Cicloturista per passione...prima uscita 2006


Dopo più di due mesi di condizioni metereologiche non favorevoli, per noi cicloturisti dell’ interlandest-milanese, domenica 28 febbraio una previsione del tempo un po’ meno pessimistica.
E' stata una scelta incerta fino all'ultimo: vado... non vado...
Alle 8 (nebbia): ho scelto non vado ! Alle 9,30 (pallido solicello) ho cambiato idea: vado, ma, poichè è tardi, vado solo e non molto lontano! E così è stato.
Meta il Castello Borromeo, verso Settala. Una quarantina di Km andata e ritorno, con allungamento verso San Pedrino.
Chissa perchè San Pedrino mi è sempre piaciuto. Ci "inciampai" per caso nel 1969, nel mio primo giro in macchina dei dintorni di Cassina de Pecchi (avevo una mitica 500!). Forse per il nome; mi da l'idea di un paese del New Mexico, un posto da film western, di quelli tosti di quegli anni.

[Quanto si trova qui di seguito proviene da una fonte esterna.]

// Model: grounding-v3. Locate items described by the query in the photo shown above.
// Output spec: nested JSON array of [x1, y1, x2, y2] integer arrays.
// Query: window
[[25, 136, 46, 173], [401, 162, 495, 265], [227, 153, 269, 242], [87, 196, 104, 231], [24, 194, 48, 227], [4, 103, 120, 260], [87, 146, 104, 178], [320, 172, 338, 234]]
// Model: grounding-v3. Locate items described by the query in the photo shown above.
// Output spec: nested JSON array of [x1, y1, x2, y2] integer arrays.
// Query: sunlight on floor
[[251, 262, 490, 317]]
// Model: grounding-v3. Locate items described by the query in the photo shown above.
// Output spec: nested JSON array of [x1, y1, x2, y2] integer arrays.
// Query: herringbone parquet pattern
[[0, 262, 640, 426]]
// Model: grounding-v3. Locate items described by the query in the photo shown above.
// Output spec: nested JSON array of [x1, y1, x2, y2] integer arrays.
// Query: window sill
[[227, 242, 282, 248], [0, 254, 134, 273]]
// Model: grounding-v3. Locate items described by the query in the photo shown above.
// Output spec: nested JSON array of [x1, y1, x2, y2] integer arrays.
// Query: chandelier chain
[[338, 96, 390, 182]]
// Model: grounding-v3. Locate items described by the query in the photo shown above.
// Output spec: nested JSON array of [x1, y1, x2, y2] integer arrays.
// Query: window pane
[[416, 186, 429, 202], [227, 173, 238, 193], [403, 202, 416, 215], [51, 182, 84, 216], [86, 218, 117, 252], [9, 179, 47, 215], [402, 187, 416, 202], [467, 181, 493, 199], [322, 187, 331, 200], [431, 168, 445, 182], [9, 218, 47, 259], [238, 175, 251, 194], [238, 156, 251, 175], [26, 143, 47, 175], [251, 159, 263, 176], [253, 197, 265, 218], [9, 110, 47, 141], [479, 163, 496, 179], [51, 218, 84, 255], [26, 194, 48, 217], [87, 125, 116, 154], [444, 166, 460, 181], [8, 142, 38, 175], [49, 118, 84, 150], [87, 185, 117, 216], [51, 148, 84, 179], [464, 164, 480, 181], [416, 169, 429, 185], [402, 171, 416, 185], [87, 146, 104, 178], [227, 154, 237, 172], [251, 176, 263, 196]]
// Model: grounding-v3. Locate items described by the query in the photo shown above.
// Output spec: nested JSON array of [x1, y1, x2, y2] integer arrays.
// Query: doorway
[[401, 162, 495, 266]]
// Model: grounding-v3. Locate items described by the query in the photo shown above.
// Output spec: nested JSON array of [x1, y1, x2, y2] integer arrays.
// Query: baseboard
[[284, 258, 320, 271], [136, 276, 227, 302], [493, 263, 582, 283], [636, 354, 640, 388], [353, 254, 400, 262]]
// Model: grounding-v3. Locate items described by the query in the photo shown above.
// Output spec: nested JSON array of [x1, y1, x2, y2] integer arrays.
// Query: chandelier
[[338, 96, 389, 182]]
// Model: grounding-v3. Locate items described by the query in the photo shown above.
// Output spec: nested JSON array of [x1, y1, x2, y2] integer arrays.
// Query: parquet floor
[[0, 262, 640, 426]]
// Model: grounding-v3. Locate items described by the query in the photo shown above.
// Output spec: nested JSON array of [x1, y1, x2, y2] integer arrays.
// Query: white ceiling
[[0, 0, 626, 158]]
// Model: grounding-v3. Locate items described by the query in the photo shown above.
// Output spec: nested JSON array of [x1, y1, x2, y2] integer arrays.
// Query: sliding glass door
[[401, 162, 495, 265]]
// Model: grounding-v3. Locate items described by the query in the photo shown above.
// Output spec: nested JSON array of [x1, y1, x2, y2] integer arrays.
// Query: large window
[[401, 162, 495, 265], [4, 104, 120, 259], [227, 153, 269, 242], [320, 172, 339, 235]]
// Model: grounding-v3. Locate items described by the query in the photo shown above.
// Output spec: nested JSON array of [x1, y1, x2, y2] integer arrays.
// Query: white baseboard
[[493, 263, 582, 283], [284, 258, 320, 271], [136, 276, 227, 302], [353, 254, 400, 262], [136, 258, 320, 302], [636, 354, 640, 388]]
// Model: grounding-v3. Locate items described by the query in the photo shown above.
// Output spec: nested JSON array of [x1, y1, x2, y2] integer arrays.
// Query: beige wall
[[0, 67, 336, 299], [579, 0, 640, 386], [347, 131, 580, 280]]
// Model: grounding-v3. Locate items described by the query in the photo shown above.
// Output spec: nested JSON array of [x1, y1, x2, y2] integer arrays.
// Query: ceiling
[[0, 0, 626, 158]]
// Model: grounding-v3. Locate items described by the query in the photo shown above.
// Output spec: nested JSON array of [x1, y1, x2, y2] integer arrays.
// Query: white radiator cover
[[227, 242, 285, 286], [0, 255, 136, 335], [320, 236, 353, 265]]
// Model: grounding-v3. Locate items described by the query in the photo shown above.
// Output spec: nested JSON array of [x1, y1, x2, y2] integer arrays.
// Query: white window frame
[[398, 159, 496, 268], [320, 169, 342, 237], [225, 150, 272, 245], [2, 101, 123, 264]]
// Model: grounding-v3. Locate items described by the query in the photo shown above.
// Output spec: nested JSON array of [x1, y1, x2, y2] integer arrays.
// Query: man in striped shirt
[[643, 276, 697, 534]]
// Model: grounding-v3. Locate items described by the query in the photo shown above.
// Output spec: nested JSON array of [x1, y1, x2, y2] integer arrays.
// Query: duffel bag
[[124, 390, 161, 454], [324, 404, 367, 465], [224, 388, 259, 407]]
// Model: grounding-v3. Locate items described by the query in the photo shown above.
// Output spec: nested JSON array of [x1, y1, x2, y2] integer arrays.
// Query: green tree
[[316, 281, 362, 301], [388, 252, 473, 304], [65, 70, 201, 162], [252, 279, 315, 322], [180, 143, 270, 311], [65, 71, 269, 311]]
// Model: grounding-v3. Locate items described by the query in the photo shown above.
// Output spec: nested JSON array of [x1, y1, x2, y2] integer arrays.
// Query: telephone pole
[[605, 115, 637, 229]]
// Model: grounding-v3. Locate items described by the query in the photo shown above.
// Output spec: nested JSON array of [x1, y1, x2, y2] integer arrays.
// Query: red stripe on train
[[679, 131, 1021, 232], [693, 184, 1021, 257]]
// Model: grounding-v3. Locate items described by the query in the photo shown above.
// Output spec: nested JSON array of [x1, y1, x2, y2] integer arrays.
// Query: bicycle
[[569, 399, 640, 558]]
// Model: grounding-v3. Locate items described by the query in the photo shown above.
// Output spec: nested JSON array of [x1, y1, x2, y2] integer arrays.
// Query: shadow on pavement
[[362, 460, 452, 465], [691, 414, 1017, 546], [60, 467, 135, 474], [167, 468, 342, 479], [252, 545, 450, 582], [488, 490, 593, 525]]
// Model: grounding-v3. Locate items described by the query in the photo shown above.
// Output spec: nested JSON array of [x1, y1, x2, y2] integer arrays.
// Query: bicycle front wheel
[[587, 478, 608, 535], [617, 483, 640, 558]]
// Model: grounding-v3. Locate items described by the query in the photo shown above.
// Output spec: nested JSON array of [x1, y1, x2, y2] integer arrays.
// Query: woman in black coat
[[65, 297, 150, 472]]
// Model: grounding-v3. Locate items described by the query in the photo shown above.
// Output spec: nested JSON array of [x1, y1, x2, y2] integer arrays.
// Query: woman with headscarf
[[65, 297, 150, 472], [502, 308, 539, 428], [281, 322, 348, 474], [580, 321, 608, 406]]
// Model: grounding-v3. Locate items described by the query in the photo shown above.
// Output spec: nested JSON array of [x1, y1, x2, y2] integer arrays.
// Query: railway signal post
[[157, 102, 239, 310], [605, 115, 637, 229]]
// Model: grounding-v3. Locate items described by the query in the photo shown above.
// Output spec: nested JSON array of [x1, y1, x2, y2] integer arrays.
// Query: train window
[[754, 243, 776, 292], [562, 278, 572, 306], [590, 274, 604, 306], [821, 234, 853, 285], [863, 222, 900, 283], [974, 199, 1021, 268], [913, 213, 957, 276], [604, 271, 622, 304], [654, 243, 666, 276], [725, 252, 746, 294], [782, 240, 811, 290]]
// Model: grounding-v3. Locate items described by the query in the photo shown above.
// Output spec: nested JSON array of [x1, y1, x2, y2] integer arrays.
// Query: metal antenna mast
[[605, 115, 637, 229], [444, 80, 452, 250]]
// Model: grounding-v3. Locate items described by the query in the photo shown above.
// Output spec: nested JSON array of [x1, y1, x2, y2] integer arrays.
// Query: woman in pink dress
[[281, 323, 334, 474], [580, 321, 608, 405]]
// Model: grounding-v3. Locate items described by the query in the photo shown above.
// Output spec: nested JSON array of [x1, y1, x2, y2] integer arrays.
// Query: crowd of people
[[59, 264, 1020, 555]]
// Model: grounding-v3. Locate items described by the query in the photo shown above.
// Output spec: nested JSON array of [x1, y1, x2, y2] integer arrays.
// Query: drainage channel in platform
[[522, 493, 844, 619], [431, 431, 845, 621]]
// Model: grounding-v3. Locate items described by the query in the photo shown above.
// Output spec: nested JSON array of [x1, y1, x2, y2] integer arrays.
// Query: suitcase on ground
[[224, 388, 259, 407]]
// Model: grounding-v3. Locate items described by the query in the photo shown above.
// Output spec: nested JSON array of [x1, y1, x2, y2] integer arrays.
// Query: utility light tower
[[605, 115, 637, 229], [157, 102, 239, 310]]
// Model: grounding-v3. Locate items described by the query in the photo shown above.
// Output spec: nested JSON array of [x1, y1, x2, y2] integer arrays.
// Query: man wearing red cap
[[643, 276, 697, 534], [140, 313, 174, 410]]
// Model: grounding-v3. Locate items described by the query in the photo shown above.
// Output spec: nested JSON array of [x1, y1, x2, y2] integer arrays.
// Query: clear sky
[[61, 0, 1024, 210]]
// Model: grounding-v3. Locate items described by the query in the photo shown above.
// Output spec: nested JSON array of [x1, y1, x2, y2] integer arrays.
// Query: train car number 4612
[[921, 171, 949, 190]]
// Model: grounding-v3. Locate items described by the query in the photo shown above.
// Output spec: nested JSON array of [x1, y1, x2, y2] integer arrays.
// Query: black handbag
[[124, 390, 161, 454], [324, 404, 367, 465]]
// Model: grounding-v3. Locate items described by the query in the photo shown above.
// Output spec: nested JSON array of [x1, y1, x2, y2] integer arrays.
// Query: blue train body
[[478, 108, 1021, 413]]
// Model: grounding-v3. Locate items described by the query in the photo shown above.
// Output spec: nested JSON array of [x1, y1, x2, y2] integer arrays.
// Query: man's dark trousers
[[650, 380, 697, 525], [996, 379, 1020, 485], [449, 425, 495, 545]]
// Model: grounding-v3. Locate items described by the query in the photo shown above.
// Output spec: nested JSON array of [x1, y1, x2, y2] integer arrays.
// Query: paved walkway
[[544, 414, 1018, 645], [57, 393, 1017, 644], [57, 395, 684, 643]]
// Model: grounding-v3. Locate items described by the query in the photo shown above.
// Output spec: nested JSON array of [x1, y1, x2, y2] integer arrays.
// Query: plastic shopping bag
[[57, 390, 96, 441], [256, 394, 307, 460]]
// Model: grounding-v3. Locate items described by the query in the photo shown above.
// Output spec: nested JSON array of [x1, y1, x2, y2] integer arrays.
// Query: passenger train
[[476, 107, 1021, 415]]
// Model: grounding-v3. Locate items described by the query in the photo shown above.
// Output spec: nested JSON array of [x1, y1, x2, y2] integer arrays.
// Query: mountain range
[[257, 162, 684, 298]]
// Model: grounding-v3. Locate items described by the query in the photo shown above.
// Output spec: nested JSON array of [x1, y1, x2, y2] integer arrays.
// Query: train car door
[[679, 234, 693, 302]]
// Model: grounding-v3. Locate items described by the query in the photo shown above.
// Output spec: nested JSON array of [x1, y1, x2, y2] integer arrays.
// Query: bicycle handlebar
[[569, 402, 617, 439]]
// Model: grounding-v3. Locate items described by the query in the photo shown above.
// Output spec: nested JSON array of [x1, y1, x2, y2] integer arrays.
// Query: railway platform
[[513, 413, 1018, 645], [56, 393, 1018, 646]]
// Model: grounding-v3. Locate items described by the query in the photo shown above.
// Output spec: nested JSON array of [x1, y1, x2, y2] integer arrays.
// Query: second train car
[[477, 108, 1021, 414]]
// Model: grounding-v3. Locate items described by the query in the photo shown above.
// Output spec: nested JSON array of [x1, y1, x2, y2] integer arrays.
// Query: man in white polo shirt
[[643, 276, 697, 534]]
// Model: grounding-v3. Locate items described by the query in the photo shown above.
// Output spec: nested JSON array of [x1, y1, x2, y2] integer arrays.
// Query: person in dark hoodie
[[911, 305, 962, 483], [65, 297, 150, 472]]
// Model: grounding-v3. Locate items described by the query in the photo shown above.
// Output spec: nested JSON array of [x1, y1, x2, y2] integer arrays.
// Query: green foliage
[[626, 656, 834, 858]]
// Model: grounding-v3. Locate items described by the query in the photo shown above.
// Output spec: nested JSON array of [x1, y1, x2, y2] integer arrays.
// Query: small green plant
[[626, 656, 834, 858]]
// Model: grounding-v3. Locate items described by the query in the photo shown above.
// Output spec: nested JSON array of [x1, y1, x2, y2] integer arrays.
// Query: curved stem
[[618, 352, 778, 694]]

Prima uscita: le tabelle di allenamento impongono rapporti leggeri e alto numero di giri di gambe.
Metto il 39 /19 e via. Il blocco del traffico contribuisce a rendere più piacevoli le stradine tortuose attorno alla Rivoltana. A tratti c'è nebbiolina, a tratti qualche raggio di sole. I campi fumano, le rogge sono piene d'acqua limpida (ed anche di tante buste di plastica).
Sull'aia di una vecchia cascina quasi diroccata, nove pavoni (sette maschi e due femmine), alla faccia dell'aviaria, sono impegnati nei corteggiamenti amorosi.
Mai visti prima 5 o 6 pavoni fare la ruota contemporaneamente! Era quasi un'orgia...
Pedalando da solo, senza dover curare che l’amico Lucio invada la corsia opposta, o dover tossicchiare per tenere a bada il Roberto, o condividere il piacere della scelta del bar "tazza calda cucchiaio asciutto" con Silvio, o inventarmi le battute per rispondere a quelle di Maurizio e così via, i pensieri più strani ti occupano la mente.
Cosa sarà quel risentimento nel retroginocchio destro che due mesi fa assolutamente non c'era? Sarà muscolare o tendineo? Farà bene il ketoprofene o meglio il diclofenac? E il fiatone? Quanto ci vorrà a recuperarlo? 1000 Km basteranno?
E la Felice Gimondi? Lunga sicuramente no, ma media o corta?
Si convenga! Fare il cicloturista impegna il fisico e crea preoccupazioni esistenziali...
Ma la preoccupazione più grande ce l'ho ancora addosso....: stamattina, sul cavalcavia di Melzo, ho seriamente pensato di stilare una classifica de "I 400 cavalcavia più duri d'Italia"!